That babbling brook of bullshit,the mainstream media, always gets it wrong. At the moment it is pouring out lots of hate rhetoric against Russia, but precious little against the murderous onslaught by the Israeli state against the people of Gaza.
Also on the WW1 "celebrations", they throw their weight behind the establishment view, of it being a heroic and glorious battle for democracy, which we, being the democratic half of the contest, won of course. I wonder what the German people think about that?
What we should never forget is that the blood letting that goes by the name of WW1 wasn't won, it was an armistice. It was stopped because the imperialist psychopaths were faced with mutinies, rebellion and spontaneous out breaks of truces between the ordinary soldiers on the front line, some of these young men paid with their lives in front of a firing squad for the act of humanity. At home, the imperialists were faced with another battle, strikes and civil unrest across the continent of Europe. Another factor that brought the war warmongering nut-cases to call a halt, to the greed driven slaughter, was the fact that the death toll continued to soar and the maimed continued to be carried home, they were simply running out of canon-fodder. WW1 was an unimaginable spilling of mainly young blood, to further the aims of greed driven imperialist ambitions, in other words, greed and nothing more.
Up to the start of that unnecessary blood letting of WW1, Europe had no democracy to defend. After the bloody event, Europe had no democracy anywhere. 100 years after that imperialist blood letting, we the ordinary people are still fighting for democracy in Europe.
Part of an email I recently received:
As the UK commences four years of commemorations of the centenary
of World War 1, the Northumbria and Newcastle Universities Martin
Luther King Peace Committee has released a set of resources to help
schoolteachers mark the December 1914 Christmas Truces as part of
their World War 1 teaching. They are designed as a corrective to the
government-sponsored commemorations of the slaughter in the trenches
as a heroic and necessary war.
The December 1914 Christmas Truces, when British, French and
German soldiers stopped fighting to celebrate Christmas, exchange
gifts, sing carols, and even play football, are one of the most
extraordinary episodes in modern military history. These were not
isolated incidents. Following weeks of spasmodic fraternisation by
men unconvinced by war propaganda, the Christmas Truces occurred
right down the front from the North Sea to Switzerland. Made possible
by shared traditions of Christian celebration, they were a hopeful
moment of recognition of common humanity and a (brief) rejection of
the terrible violence of industrialised war pursued by rulers in a
deadly game of global imperial competition for territories and
resources. They were quashed by orders backed by threats, and by
replacing troops with men 'untainted' by the Truces.

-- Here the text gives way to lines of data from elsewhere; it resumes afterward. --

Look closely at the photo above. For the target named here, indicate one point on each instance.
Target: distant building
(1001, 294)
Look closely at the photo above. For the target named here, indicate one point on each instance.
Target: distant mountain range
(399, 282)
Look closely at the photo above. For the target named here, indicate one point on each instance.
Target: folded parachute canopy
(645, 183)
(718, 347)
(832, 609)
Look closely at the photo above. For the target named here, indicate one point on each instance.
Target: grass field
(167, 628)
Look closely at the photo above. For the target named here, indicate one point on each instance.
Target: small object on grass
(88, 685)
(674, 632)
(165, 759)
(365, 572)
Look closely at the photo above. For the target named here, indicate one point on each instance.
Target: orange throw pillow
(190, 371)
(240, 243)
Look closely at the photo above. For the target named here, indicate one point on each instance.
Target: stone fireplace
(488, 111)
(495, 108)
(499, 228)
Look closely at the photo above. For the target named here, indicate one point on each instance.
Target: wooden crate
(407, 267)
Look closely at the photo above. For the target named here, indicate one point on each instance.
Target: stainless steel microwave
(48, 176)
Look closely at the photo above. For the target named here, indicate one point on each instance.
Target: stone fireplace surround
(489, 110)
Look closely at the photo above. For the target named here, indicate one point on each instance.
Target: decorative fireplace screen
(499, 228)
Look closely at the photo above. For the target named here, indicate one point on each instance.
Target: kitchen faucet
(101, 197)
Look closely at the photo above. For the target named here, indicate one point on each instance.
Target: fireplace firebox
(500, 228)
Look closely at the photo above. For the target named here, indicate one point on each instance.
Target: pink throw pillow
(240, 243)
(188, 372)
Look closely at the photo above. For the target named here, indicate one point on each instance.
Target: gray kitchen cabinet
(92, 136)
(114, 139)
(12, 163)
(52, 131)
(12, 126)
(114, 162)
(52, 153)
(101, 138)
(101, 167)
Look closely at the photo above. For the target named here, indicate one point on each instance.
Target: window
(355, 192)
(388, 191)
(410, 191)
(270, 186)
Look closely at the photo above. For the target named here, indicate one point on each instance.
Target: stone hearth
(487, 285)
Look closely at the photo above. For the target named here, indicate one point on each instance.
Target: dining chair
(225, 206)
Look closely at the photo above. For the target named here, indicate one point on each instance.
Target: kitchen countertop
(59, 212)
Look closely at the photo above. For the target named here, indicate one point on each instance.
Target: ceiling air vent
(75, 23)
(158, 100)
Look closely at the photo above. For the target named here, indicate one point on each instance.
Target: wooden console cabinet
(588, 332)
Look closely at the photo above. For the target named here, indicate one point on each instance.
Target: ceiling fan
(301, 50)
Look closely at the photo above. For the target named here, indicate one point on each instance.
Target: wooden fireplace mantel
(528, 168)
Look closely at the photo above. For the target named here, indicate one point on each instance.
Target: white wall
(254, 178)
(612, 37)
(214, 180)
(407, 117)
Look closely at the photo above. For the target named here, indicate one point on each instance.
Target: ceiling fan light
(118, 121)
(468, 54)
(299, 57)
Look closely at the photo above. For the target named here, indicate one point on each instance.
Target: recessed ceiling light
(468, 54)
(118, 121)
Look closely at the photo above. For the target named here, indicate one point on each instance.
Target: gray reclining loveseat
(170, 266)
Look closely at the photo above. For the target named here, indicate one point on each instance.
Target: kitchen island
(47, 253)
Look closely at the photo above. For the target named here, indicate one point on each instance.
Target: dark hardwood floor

The truces are worth teaching about because they are simply so
remarkable and evocative in themselves. Ordinary men recognising
their common humanity infuriated high commands by temporarily
stopping the industrialised slaughter of the trenches. However at a
time when revisionist historians and politicians are offering
retro-chic defences of the First World War as somehow necessary or
even heroic, the truces can also teach an important message that may
otherwise be overlooked in the centennial commemorations.